Comment by shit_game
7 days ago
> Same for maths and coding - once you reach a certain level of expertise, the complexity and redundancy of natural language is a greater cost than benefit. This seems to apply to all fields of expertise.
And as well as these points, ambiguity. A formal specification of communication can avoid ambiguity by being absolute and precise regardless of who is speaking and who is interpreting. Natural languages are riddled wth inconsistencies, colloquialisms, and imprecisions that can lead to misinterpretations by even the most fluent of speakers simply by nature of natural languages being human language - different people learn these languages differently and ascribe different meanings or interpretations to different wordings, which are inconsistent because of the cultural backgrounds of those involved and the lack of a strict formal specification.
Extending this further, "natural language" changes within populations over time where words or phrases carry different meaning given context. The words "cancel" or "woke" were fairly banal a decade ago. Whereas they can be deeply charged now.
All this to say "natural language"'s best function is interpersonal interaction not defining systems. I imagine most systems thinkers will understand this. Any codified system is essentially its own language.

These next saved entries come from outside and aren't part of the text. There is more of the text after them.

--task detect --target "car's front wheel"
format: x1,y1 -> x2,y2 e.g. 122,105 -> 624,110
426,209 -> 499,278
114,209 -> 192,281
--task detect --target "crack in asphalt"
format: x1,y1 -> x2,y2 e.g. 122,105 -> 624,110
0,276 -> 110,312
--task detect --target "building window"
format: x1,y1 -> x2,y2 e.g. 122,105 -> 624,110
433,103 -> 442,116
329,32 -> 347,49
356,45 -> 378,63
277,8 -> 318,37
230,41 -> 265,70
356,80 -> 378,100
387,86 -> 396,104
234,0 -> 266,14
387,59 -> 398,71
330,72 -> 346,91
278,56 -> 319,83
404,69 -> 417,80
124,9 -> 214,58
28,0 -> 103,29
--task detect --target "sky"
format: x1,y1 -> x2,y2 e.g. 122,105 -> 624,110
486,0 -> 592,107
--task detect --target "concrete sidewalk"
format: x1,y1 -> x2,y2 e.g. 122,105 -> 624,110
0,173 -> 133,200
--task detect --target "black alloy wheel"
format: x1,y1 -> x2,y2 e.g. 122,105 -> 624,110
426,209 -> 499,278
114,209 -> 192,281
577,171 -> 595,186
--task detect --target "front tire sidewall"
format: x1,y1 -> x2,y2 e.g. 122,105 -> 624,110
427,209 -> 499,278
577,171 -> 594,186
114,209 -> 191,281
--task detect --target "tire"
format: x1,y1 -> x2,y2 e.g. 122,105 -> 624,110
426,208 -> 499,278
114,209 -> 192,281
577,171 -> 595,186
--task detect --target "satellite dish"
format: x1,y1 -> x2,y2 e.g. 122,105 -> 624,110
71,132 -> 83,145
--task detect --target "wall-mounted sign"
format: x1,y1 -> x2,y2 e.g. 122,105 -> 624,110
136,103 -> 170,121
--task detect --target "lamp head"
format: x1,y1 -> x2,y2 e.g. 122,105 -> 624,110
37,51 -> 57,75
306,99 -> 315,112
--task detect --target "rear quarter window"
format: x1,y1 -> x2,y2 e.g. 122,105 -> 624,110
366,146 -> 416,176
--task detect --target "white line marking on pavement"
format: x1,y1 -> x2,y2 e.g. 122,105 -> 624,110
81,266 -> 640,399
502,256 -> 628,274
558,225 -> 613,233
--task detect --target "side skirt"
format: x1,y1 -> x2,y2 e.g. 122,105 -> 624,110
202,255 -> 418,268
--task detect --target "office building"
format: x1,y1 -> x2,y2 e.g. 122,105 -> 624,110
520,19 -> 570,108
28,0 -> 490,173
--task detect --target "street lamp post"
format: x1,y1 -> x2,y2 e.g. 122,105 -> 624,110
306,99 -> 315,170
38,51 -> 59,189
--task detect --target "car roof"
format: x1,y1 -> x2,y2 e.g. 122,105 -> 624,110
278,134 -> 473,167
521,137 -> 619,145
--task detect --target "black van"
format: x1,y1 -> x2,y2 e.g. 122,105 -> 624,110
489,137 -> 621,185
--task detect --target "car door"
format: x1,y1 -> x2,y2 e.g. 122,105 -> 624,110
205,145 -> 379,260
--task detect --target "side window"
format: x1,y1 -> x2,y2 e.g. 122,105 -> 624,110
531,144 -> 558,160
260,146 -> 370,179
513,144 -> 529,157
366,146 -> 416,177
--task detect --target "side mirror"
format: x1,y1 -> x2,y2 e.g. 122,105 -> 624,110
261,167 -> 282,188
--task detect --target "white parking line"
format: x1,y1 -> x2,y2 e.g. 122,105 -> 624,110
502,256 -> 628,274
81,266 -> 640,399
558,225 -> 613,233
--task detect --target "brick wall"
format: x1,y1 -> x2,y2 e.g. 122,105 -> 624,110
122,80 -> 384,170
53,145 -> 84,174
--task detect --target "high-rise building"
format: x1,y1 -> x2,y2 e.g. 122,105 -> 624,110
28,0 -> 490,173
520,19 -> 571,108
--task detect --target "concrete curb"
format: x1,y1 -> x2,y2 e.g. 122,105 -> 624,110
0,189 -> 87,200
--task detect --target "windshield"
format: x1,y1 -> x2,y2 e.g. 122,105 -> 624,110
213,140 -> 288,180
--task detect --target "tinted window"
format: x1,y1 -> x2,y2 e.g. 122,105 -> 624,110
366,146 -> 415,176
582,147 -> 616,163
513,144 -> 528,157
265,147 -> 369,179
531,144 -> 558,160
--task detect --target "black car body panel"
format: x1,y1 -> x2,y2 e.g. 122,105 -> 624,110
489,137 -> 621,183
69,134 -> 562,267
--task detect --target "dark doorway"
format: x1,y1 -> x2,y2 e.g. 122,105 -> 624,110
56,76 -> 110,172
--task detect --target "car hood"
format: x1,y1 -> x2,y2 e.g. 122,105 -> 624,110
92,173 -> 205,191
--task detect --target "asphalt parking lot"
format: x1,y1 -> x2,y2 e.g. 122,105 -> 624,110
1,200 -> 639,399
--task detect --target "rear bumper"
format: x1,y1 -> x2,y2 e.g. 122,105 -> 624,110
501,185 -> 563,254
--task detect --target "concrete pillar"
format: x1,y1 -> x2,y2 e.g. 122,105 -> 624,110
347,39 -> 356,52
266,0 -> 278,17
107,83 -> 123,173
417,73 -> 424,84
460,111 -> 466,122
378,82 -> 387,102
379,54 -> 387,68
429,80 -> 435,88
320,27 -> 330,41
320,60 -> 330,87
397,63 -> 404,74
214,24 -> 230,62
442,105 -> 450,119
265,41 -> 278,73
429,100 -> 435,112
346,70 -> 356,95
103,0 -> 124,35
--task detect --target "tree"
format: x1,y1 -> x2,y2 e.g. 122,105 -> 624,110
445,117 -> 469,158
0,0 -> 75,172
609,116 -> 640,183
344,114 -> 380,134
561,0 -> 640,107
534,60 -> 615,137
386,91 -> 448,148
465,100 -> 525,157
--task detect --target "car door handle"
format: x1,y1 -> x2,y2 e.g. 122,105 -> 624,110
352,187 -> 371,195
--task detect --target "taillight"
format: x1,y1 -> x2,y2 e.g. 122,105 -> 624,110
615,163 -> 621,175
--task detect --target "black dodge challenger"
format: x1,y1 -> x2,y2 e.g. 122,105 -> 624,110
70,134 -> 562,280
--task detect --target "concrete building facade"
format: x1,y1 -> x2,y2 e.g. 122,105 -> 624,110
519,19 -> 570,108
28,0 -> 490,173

Sure, but much ambiguity is trivially handled with a minimum amount of context. "Tomorrow I'm flying from Austin to Atlanta and I need to return the rental". (Is the rental (presumably car) to be returned to Austin or Atlanta? Almost always Austin, absent some unusual arrangement. And presumably to the Austin airport rental depot, unless context says it was another location. And presumably before the flight, with enough timeframe to transfer and checkin.)